И вот это всё проносится в моём смущённном мозгу… мозге… мозгах, в общем, – в какие-то доли секунды. Потом я присаживаюсь, значит, аккуратно на свободную койку. Ставлю пакет у ног. И – вижу протянутую руку. Проход-то между койками не очень широк, можно и так, не вставая с койки, поздороваться. Поднимаю свою руку навстречу, осторожно сжимаю большую тёпло-влажную ладонь Инева и… Ц! вот с таким именно внутренним звуком – Ц! – чувствую, как

 

прямо в солнечное сплетение! вЦепляется мне! что-то острое!

прямо в солнечное сплетение! вЦепляется мне! что-то острое!

зазубренное! и боль берёт меня в какие-то! немыслимо корявые!

зазубренное! и боль берёт меня в какие-то! немыслимо корявые!

стальные! тиски! Точно впилась! крюками! абордажная кошка!

стальные! тиски! Точно впилась! крюками! абордажная кошка!

И – не могу выдохнуть… И – не могу вздохнуть!!

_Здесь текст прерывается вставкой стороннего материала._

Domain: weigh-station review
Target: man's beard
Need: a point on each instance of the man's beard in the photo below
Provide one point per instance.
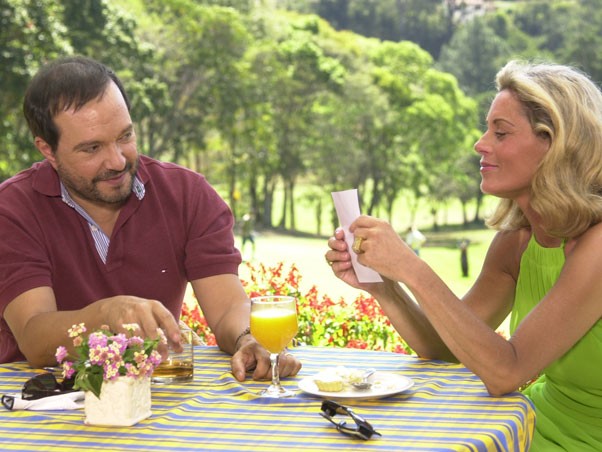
(89, 190)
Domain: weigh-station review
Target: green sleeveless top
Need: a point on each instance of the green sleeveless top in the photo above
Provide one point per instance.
(568, 395)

И – не могу выдохнуть… И – не могу вздохнуть!!

 

Спокойствие, говорю я себе. Только спокойствие. Не паникуй. Только – не паникуй. И – не дыши. Сколько сможешь. Ты всегда слыл хорошим ныряльщиком. Даже теперь, в возрасте, многих молодых в воде пересиживаешь. И переныриваешь. Ф-ф-ф-уй… гадство. Так и умереть можно. Не надо умирать. Теперь вот – надо вздохнуть. Раз выдохнул – значит, и наоборот сможешь. У-у-у-ф-ф… Вздохнул. А кошка продолжает торчать. Это что же – абордаж?!

Задышав – осторожно, сверхосторожно, сверх-сверх-осторожно, и всё ж таки – задышав, я медленно, медленно, медленно начинаю тащить свой взгляд вверх, туда, где должно быть лицо Инева. Точнее, больная израненная печень Инева, которая вышла ему лицом. И теперь – буквально налицо. Теперь-то я понимаю природу сего выражения, когда что-то – налицо.

– С тобой всё… в порядке? – спрашивает меня Инев незнакомым, осторожно-слабым голосом. Я же, каким-то внутренним, ранее мне неведомым слухом, расслышал ещё и слабое, металлически-отчётливое: «Есть контакт!»